C'est une des premières études de Sartre mais elle est citée par Merleau-Ponty dans sa Phénoménologie de la perception. On y sent l'influence de Heidegger et de Husserl.
Les psychologues ont tort de considérer l'émotion comme si elle "existait" par elle-même, une chose extérieure au monde qui s'ajouterait comme une pathologie et serait à traiter par soi-même. L'émotion n'est à comprendre qu'en rapport à sa signification, c'est-à-dire son rôle dans l'engagement de l'être dans le monde. En l'occurrence, c'est la lutte contre l'échec qui fait naître l'émotion, quand l'individu sent des contraintes extérieures qui réduisent son intention, son engagement, son action dans le monde.
Pour justifier l'impossibilité d'atteindre la chose, pour le confort d'abandonner l'effort de conserver la confiance d'autrui, pour marquer le refus de l'adaptation intellectuelle imposée par l'environnement, l'individu crée une émotion où ses désirs deviennent des réalités : ce n'est pas que je ne peux atteindre ce raisin pour le manger, c'est que je suis en colère qu'il ne soit pas mûr ; ce n'est pas que la relation affective est une conquête de tous les jours, c'est que je suis joyeux de déjà posséder le corps de l'autre ; ce n'est pas que l'avenir impose que je change ma mentalité, c'est que je suis triste que le monde coure à sa perte...
L'émotion est un monde, comme il existe le monde du rêve : un monde magique ou je ne déteste pas Pierre, mais où Pierre est haïssable. C'est fantastique, tout ce qui m'entoure prend les qualités que je distribue selon mon envie. Le monde de l'émotion enferme et isole du monde objectif, il est la perte de la liberté, il est une fascination où se complaît la conscience. Soit.
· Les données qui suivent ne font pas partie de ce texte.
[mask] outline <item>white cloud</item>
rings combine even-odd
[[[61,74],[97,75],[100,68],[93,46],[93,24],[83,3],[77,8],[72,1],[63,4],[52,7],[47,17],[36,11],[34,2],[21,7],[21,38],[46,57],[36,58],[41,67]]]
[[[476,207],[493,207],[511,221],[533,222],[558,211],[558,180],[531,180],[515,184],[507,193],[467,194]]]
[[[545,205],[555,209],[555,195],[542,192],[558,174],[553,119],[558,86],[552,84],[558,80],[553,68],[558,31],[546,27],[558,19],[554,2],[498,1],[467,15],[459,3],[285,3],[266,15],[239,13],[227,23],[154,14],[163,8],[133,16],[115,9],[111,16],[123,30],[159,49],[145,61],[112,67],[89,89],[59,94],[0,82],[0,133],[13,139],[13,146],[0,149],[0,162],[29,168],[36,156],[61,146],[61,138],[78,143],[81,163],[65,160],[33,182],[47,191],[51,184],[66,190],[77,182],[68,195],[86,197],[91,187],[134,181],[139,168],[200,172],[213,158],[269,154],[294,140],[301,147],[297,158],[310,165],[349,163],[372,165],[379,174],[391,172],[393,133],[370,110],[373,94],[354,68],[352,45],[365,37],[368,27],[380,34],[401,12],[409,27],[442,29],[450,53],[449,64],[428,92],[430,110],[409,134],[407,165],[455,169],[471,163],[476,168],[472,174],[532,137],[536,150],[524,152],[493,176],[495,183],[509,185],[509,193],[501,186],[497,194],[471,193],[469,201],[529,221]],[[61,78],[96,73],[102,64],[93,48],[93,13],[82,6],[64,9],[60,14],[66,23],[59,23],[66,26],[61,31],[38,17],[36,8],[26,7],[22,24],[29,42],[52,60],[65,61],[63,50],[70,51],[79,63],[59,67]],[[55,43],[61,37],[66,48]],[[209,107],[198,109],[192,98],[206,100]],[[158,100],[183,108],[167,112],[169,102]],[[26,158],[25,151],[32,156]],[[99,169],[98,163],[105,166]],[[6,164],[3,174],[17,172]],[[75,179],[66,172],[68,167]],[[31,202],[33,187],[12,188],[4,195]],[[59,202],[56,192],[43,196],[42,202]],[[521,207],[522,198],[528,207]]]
Mais alors comment vivre sans émotions et qu'aurais-je à faire dans un monde où mon intention ne s'attache à rien, ou plutôt considère tout uniformément : est-ce que ce ne "serait" pas un monde d'une extraordinaire grisaille ?... Ce n'est pas ce qu'on demande : contre l'émotion, il y a l'action. Agir pour se détromper, agir pour comprendre, agir pour connaître. En un mot, prendre l'émotion comme prétexte pour vivre, pour s'engager, pour être libre, pour exister.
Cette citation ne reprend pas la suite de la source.